Mayor of Regina
- In office 1915 1931

Personal details
- Born: January 4, 1867 Mount Forest, Ontario, Canada
- Died: April 5, 1947 (aged 80) Regina, Saskatchewan, Canada
- Occupation: Lawyer, educator

= James Balfour (mayor) =

Canadian mayor

James Balfour, (January 4, 1867 – April 6, 1947) was an educator, lawyer and political figure in Saskatchewan. He served as mayor of Regina, Saskatchewan in 1915 and 1931.
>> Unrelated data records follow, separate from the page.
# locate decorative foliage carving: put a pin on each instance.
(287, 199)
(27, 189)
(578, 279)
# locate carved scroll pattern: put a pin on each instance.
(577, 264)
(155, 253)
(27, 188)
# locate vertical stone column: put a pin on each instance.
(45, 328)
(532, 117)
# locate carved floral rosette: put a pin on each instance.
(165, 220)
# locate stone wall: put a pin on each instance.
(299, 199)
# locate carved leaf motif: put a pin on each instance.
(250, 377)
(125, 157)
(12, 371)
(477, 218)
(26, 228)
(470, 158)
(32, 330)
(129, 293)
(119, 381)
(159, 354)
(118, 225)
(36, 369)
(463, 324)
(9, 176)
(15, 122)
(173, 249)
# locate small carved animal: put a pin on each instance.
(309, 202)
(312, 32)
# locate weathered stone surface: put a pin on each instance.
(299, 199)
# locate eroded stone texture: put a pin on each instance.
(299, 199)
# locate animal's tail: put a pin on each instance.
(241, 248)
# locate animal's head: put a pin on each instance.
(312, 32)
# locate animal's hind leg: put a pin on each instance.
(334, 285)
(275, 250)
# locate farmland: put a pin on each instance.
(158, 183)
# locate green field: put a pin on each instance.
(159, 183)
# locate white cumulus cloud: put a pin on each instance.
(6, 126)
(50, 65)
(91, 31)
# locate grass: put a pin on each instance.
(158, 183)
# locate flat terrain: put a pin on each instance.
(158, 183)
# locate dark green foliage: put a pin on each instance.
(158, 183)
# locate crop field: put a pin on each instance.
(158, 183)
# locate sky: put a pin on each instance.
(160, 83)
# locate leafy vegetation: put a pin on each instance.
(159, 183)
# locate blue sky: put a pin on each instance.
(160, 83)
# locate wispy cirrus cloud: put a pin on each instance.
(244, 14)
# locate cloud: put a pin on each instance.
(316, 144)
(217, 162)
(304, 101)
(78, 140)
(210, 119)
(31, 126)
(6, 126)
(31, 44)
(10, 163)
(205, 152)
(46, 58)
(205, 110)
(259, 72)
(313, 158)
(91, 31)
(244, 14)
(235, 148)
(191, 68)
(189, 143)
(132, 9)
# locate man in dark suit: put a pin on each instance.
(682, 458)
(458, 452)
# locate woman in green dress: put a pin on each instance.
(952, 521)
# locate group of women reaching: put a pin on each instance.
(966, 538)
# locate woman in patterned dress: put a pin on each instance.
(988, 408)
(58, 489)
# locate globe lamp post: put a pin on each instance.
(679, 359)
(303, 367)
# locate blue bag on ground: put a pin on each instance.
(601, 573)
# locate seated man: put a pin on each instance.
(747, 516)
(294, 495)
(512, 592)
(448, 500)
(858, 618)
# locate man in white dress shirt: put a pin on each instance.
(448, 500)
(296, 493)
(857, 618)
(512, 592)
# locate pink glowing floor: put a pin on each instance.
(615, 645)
He was born in Mount Forest, Ontario, the son of William Balfour, a native of Scotland, and Agnes Martin, and was educated there. He taught school in Saskatchewan for a time. In 1883, he went to Calgary, Alberta, where he was employed in lumbering for two years. He returned to Regina in 1885, teaching school there and then in Battleford. He began the study of law in 1892 and was called to the bar for the Northwest Territories in 1895. In 1892, he married Agnes Hayes. In 1911, he was named King's Counsel. He served as a member of the board for the Regina Hospital from 1902 to 1905, as a member of the board for Regina Collegiate Institute for over 15 years and was president of the YMCA from 1907 to 1912. He died of a stroke in 1947 and was buried at the Regina Cemetery.

Balfour Collegiate was named in his honour. The Balfour Trophy, awarded annually to the champion of the Saskatchewan Amateur Men's Golf Championship is also named after him.

His grandson R. James Balfour later joined the law firm founded by Balfour in 1895 and served in the House of Commons of Canada and Senate.